Historian - Ethnographer - Educator

This story traces the transformation of an American high school over the course of the twentieth century.  In 1914, when Germantown High School officially opened, Martin G. Brumbaugh, the superintendent of the School District of Philadelphia, told residents that they had one of the finest high schools in the nation.  When it opened, this neighborhood high school, located in a quaint, suburban neighborhood on Philadelphia’s northwest corner, provided Germantown youth with a first-rate education and the necessary credentials to secure a prosperous future.  In 2013, almost a century later, William Hite, the superintendent of schools, announced that Germantown High School was one of 41 schools slated for closure due to low academic achievement. How is it that over the course of one century, Germantown High School, like so many other schools that serve low-income students of color, transformed from one of the finest institutions in the nation to the prototype of an urban school beyond repair?

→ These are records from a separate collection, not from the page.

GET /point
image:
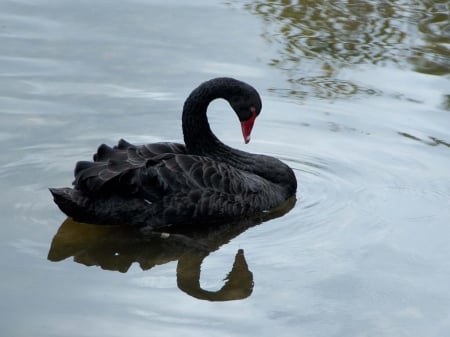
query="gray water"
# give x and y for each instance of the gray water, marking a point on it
(356, 99)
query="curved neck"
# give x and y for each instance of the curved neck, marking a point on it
(198, 137)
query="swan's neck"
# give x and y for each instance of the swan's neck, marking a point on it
(198, 137)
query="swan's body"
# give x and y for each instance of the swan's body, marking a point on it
(162, 184)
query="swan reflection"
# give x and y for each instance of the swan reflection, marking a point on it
(117, 248)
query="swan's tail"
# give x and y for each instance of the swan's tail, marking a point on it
(69, 201)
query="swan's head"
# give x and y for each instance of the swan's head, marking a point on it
(246, 102)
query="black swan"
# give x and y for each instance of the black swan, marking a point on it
(164, 184)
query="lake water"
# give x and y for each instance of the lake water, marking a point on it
(356, 99)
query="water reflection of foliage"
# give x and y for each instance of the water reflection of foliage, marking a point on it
(343, 33)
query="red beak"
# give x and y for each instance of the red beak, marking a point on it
(247, 127)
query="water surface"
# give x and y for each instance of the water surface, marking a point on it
(356, 98)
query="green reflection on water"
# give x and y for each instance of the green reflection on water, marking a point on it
(316, 39)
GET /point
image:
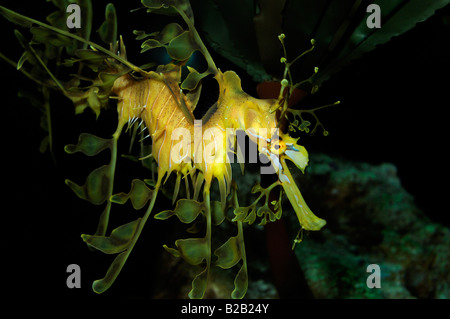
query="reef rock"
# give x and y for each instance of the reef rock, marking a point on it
(371, 219)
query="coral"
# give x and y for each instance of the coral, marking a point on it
(372, 219)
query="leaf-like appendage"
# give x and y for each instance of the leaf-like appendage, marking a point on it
(118, 241)
(199, 285)
(89, 144)
(228, 254)
(167, 7)
(217, 214)
(96, 188)
(186, 210)
(103, 284)
(139, 194)
(193, 250)
(182, 46)
(240, 283)
(43, 35)
(16, 18)
(108, 30)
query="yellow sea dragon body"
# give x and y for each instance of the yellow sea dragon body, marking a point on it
(194, 150)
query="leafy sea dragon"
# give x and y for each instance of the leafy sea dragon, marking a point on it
(159, 104)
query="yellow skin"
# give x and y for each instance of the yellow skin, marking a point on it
(167, 113)
(157, 101)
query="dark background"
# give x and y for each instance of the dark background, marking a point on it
(394, 104)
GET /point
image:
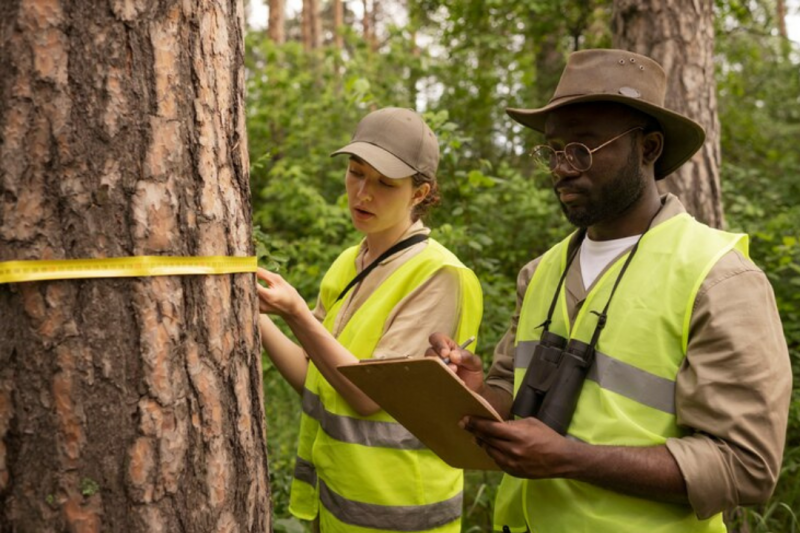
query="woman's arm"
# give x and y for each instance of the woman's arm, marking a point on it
(288, 357)
(324, 350)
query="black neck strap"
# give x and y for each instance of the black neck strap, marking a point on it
(602, 317)
(402, 245)
(546, 324)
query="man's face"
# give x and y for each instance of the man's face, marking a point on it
(615, 182)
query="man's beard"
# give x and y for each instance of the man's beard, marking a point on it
(613, 199)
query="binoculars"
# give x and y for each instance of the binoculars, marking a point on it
(553, 381)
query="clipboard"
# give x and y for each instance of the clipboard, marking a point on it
(423, 395)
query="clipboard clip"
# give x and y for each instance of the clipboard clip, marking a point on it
(384, 359)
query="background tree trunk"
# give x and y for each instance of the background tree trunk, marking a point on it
(311, 25)
(338, 23)
(366, 24)
(277, 21)
(679, 34)
(130, 404)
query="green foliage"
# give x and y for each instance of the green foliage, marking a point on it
(463, 63)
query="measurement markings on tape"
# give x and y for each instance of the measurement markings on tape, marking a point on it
(123, 267)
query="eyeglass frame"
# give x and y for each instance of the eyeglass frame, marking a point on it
(563, 153)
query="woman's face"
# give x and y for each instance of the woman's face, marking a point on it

My study, The Roots of Educational Inequality, is the first study to explore the political, economic, and social factors that contributed to the transformation of American high schools and the escalation of educational inequality over the course of the entire twentieth century.  This book links the history of a comprehensive high school to the history of its local community to its city, state, and nation. Through a fresh, longitudinal analysis that investigates daily events rather than focusing solely on key turning points, this study challenges conventional, declension narratives that suggest that American high schools have moved steadily from pillars of success to institutions of failures.  Instead, this work demonstrates that educational inequality has been embedded in our nation’s urban high schools since their founding.   My book manuscript argues that urban schools were never funded adequately.  Since the beginning of the twentieth century, urban school districts lacked the tax revenues needed to operate their schools.  Rather than raising taxes, these school districts relied on private philanthropy to subsidize a lack of government aid.  Over time, this philanthropy disappeared leaving urban schools with inadequate funds and exacerbating the level of educational inequality. 

This manuscript has been supported with generous support and fellowships from the University of Pennsylvania's Graduate School of Education, the School of Arts and Sciences, Harvard University's Hutchins Center, the National Academy of Education, and the Spencer Foundation.  It is currently under review with the University of Pennsylvania Press.